The Tower of Gold is a 13th century defensive tower from which a thick chain extended to the other side of the river to cut off enemy ships.
This 36-metre high watchtower, located on the left bank of the River Guadalquivir, has three bodies: the first two are dodecagonal, the first was erected by the Almohads while the second was built by Peter I "The Cruel". The third body is cylindrical and topped with a dome, and was erected in the 18th century. The tower defended the river entrance to the Barcas Bridge and, by land, the access to the Arenal with its industrial activity. This tower was linked to the Tower of Silver through some wall sections called "coracha", which in turn were linked to the Alcazar.

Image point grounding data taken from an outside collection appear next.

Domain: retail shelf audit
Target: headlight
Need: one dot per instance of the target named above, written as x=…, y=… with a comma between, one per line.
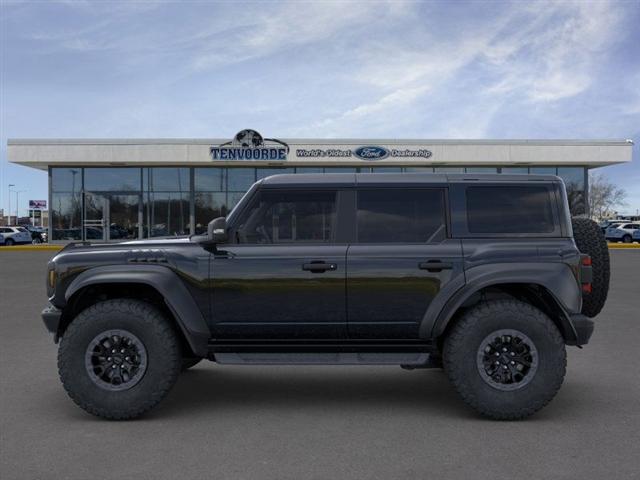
x=52, y=279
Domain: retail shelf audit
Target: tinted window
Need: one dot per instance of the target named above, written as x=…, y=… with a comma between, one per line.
x=286, y=217
x=400, y=216
x=502, y=209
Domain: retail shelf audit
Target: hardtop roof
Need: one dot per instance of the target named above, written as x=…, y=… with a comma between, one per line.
x=410, y=178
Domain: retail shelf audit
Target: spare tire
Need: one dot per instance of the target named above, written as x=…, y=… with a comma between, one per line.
x=590, y=240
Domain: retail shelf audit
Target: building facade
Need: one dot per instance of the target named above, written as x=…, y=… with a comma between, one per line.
x=111, y=190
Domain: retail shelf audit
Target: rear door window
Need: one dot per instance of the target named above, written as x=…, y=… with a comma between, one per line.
x=501, y=209
x=401, y=215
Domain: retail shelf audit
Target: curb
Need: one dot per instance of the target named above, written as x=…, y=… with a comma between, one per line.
x=30, y=248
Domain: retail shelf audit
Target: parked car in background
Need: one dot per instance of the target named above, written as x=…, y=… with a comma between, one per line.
x=38, y=234
x=622, y=232
x=15, y=235
x=610, y=223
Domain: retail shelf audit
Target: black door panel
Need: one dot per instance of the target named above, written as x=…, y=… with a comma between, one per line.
x=279, y=291
x=389, y=291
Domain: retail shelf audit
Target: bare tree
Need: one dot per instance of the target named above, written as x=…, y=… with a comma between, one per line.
x=604, y=196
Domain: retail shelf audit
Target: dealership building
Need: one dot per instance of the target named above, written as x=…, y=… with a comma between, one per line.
x=115, y=189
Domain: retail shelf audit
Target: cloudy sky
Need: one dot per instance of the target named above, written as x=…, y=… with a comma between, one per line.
x=319, y=69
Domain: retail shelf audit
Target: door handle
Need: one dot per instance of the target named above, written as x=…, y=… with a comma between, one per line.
x=319, y=267
x=435, y=266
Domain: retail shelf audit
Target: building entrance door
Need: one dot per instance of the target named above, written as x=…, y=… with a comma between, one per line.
x=112, y=217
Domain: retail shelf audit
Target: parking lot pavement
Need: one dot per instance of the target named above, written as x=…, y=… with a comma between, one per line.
x=317, y=422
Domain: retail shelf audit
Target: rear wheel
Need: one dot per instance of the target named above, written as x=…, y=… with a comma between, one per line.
x=590, y=240
x=505, y=358
x=119, y=358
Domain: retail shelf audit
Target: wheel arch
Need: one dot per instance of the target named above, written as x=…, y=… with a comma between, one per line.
x=156, y=284
x=555, y=291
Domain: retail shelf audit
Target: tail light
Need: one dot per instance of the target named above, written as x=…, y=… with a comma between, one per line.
x=586, y=273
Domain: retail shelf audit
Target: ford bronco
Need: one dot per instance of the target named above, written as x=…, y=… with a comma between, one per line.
x=485, y=276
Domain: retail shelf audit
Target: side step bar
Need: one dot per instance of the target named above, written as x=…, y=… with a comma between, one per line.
x=409, y=354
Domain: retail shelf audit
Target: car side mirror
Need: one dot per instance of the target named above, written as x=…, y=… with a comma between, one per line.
x=217, y=230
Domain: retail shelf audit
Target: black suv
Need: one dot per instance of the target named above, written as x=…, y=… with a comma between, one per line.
x=480, y=275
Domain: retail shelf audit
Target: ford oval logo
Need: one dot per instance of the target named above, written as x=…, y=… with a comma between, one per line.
x=371, y=153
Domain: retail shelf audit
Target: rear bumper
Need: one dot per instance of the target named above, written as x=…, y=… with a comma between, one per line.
x=583, y=327
x=51, y=317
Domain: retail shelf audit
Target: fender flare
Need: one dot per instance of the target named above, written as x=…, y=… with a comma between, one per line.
x=164, y=281
x=556, y=278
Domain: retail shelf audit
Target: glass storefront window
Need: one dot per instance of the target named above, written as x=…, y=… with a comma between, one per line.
x=166, y=214
x=112, y=179
x=65, y=210
x=266, y=172
x=66, y=179
x=166, y=179
x=240, y=178
x=573, y=178
x=210, y=179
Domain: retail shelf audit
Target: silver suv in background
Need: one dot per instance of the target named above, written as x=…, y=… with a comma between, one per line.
x=622, y=232
x=15, y=235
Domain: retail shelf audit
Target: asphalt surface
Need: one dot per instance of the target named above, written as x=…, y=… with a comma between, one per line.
x=317, y=422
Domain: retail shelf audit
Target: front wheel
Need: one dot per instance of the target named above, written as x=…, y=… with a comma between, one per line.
x=119, y=358
x=505, y=358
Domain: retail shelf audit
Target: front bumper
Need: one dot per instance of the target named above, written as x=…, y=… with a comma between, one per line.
x=51, y=317
x=583, y=327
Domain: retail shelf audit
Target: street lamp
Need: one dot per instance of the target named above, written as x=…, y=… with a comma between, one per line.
x=9, y=212
x=18, y=192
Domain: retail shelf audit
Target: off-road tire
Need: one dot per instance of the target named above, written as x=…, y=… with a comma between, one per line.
x=164, y=358
x=460, y=355
x=188, y=362
x=590, y=240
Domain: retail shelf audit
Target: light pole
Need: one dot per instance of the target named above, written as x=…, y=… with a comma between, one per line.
x=18, y=192
x=9, y=212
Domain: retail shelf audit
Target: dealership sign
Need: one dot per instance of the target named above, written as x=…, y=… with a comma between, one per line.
x=365, y=152
x=250, y=145
x=38, y=204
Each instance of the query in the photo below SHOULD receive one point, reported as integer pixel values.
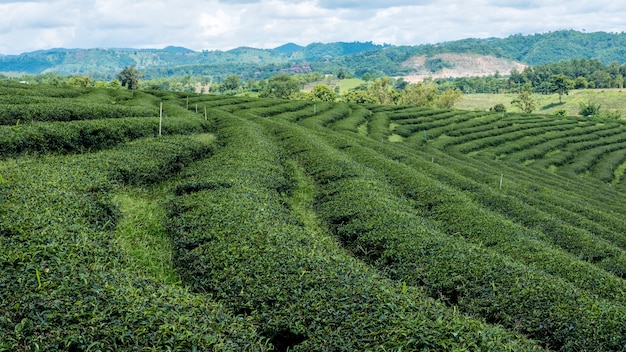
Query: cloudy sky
(27, 25)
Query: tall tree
(231, 82)
(322, 92)
(561, 84)
(281, 86)
(129, 77)
(524, 101)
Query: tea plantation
(272, 225)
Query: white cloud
(221, 24)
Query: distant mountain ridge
(355, 58)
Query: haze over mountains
(468, 57)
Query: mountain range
(355, 58)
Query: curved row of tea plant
(65, 284)
(89, 135)
(378, 226)
(236, 239)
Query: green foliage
(589, 109)
(498, 108)
(129, 77)
(322, 92)
(281, 86)
(525, 102)
(299, 226)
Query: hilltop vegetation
(293, 225)
(355, 58)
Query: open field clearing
(269, 224)
(609, 99)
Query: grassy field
(269, 225)
(612, 99)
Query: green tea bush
(236, 238)
(64, 285)
(89, 135)
(358, 116)
(68, 111)
(382, 228)
(379, 127)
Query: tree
(359, 97)
(115, 84)
(589, 109)
(322, 92)
(129, 77)
(448, 99)
(419, 94)
(281, 86)
(498, 108)
(524, 101)
(561, 84)
(231, 82)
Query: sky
(27, 25)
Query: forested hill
(356, 57)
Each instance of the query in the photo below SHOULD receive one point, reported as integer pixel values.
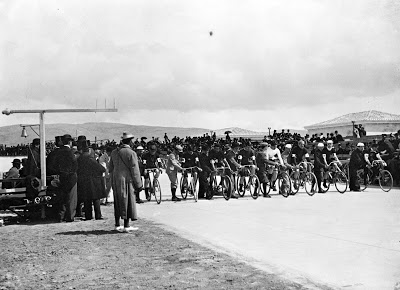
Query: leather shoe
(174, 198)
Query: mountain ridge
(11, 135)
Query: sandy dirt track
(90, 255)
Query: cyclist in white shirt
(329, 155)
(274, 158)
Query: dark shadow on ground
(88, 233)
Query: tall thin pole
(42, 151)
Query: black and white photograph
(226, 144)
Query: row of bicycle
(225, 182)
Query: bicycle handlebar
(334, 163)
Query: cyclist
(357, 161)
(329, 155)
(216, 159)
(246, 156)
(274, 158)
(300, 152)
(139, 152)
(204, 174)
(319, 166)
(173, 165)
(370, 156)
(189, 159)
(230, 157)
(261, 161)
(150, 160)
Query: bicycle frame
(190, 180)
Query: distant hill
(11, 135)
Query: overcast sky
(279, 64)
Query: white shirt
(274, 155)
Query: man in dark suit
(66, 167)
(126, 179)
(319, 166)
(356, 162)
(33, 163)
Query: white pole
(42, 151)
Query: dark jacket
(65, 165)
(357, 159)
(318, 159)
(90, 178)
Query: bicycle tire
(295, 183)
(360, 178)
(284, 190)
(157, 190)
(310, 183)
(244, 186)
(327, 182)
(195, 185)
(181, 186)
(148, 196)
(341, 182)
(254, 186)
(385, 180)
(226, 187)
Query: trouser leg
(88, 209)
(97, 209)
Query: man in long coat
(124, 169)
(34, 158)
(90, 183)
(66, 166)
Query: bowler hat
(179, 148)
(67, 137)
(127, 136)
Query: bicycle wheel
(226, 187)
(360, 178)
(254, 186)
(340, 182)
(310, 183)
(284, 184)
(327, 182)
(157, 190)
(148, 196)
(195, 186)
(183, 186)
(295, 183)
(241, 189)
(385, 180)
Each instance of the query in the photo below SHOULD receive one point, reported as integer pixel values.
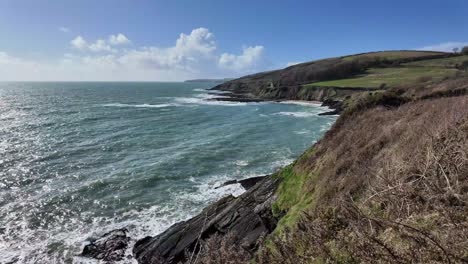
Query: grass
(391, 77)
(293, 199)
(445, 62)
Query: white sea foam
(303, 103)
(297, 114)
(242, 163)
(302, 132)
(141, 105)
(200, 101)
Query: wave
(303, 103)
(202, 101)
(297, 114)
(141, 105)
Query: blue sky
(141, 40)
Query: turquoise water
(80, 159)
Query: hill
(334, 79)
(388, 183)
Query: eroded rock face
(110, 247)
(248, 216)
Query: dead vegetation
(389, 185)
(393, 189)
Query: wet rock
(110, 247)
(245, 183)
(248, 216)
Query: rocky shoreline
(248, 216)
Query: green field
(445, 62)
(391, 77)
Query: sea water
(79, 159)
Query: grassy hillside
(392, 77)
(402, 75)
(278, 84)
(387, 184)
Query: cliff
(387, 184)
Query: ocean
(79, 159)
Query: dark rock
(245, 183)
(110, 247)
(248, 216)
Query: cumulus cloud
(249, 59)
(445, 47)
(64, 29)
(79, 43)
(118, 39)
(100, 45)
(293, 63)
(193, 55)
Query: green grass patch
(293, 199)
(444, 63)
(391, 77)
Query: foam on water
(297, 114)
(140, 105)
(80, 159)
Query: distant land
(211, 80)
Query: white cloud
(64, 29)
(293, 63)
(118, 39)
(249, 59)
(193, 55)
(446, 47)
(100, 45)
(79, 43)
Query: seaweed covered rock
(110, 247)
(248, 217)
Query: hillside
(388, 183)
(334, 79)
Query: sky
(175, 40)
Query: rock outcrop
(110, 247)
(248, 216)
(245, 183)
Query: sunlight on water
(80, 159)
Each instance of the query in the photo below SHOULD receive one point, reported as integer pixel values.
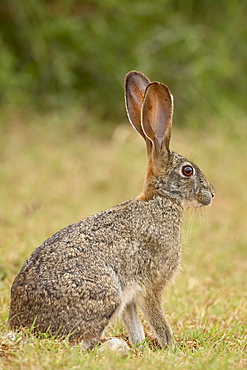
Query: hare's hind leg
(133, 324)
(151, 307)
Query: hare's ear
(157, 113)
(135, 86)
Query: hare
(106, 265)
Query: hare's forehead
(178, 160)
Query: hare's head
(150, 109)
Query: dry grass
(53, 174)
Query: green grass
(53, 173)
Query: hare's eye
(187, 170)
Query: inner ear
(135, 87)
(157, 114)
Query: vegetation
(78, 52)
(66, 153)
(51, 177)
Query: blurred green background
(73, 55)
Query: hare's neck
(168, 213)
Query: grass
(54, 173)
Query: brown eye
(187, 171)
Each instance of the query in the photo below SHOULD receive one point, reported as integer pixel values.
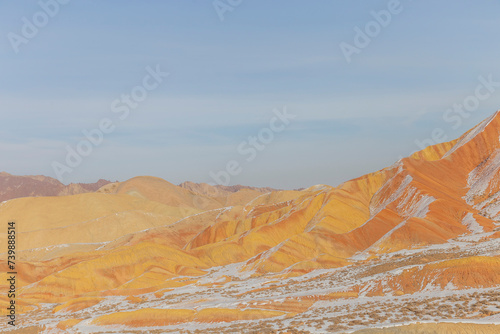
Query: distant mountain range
(418, 241)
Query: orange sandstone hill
(415, 242)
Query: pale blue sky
(226, 77)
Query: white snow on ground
(474, 132)
(471, 224)
(418, 208)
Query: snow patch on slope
(471, 224)
(474, 132)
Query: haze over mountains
(416, 241)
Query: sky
(282, 93)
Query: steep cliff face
(415, 241)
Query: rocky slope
(12, 186)
(417, 241)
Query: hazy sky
(65, 72)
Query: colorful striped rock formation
(414, 244)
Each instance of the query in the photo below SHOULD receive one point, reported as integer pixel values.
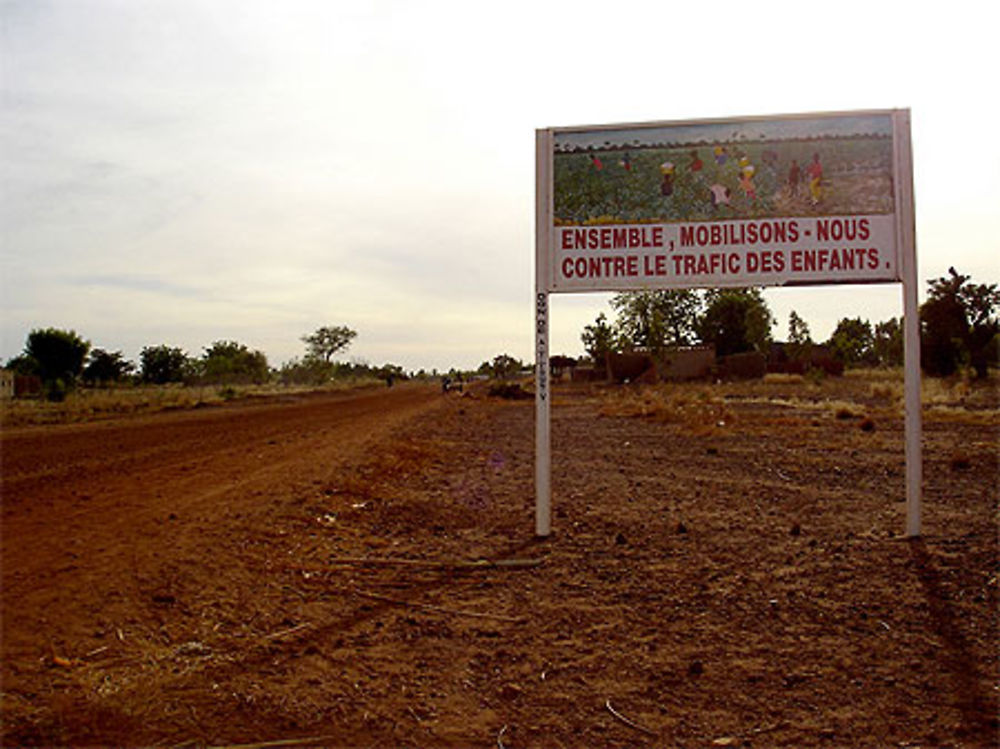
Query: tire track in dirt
(92, 511)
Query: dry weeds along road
(726, 569)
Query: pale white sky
(184, 171)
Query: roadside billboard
(760, 201)
(754, 201)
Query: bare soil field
(727, 568)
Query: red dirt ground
(726, 569)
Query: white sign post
(757, 201)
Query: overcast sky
(187, 171)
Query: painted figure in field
(719, 195)
(746, 181)
(794, 174)
(815, 172)
(667, 170)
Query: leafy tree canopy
(959, 323)
(328, 340)
(230, 362)
(59, 354)
(852, 341)
(736, 321)
(655, 320)
(162, 364)
(104, 367)
(598, 339)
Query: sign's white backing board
(763, 201)
(755, 201)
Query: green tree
(654, 320)
(162, 364)
(307, 371)
(852, 342)
(328, 340)
(232, 362)
(106, 366)
(958, 324)
(59, 355)
(887, 342)
(799, 339)
(736, 321)
(598, 339)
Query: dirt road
(102, 521)
(726, 569)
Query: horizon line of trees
(959, 327)
(62, 360)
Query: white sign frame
(895, 240)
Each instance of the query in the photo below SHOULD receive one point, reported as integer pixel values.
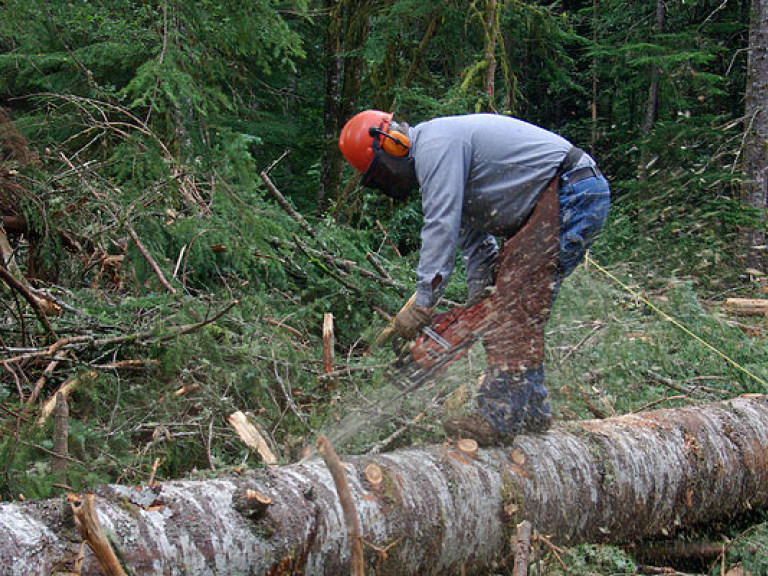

In 1944 the Naval Museum was inaugurated inside the Tower of Gold, for which 400 pieces were moved from the Madrid Naval Museum. The museum is distributed over two floors that can be visited and a panoramic terrace, with hitorical pieces about the history of the tower and the port of Seville in Arab times, its importance in the reconquest of the town, the port the door to the New World, the decline of the port and contemporary Seville.
Before being a museum, the monument was used as a chapel, a noblemen's prison, a gunpowder warehouse, the offices of the port captain office and naval command headquarters.
Along with the Giralda, it is one of the most representative symbols of Seville. It was declared a historic-artistic monument in 1931.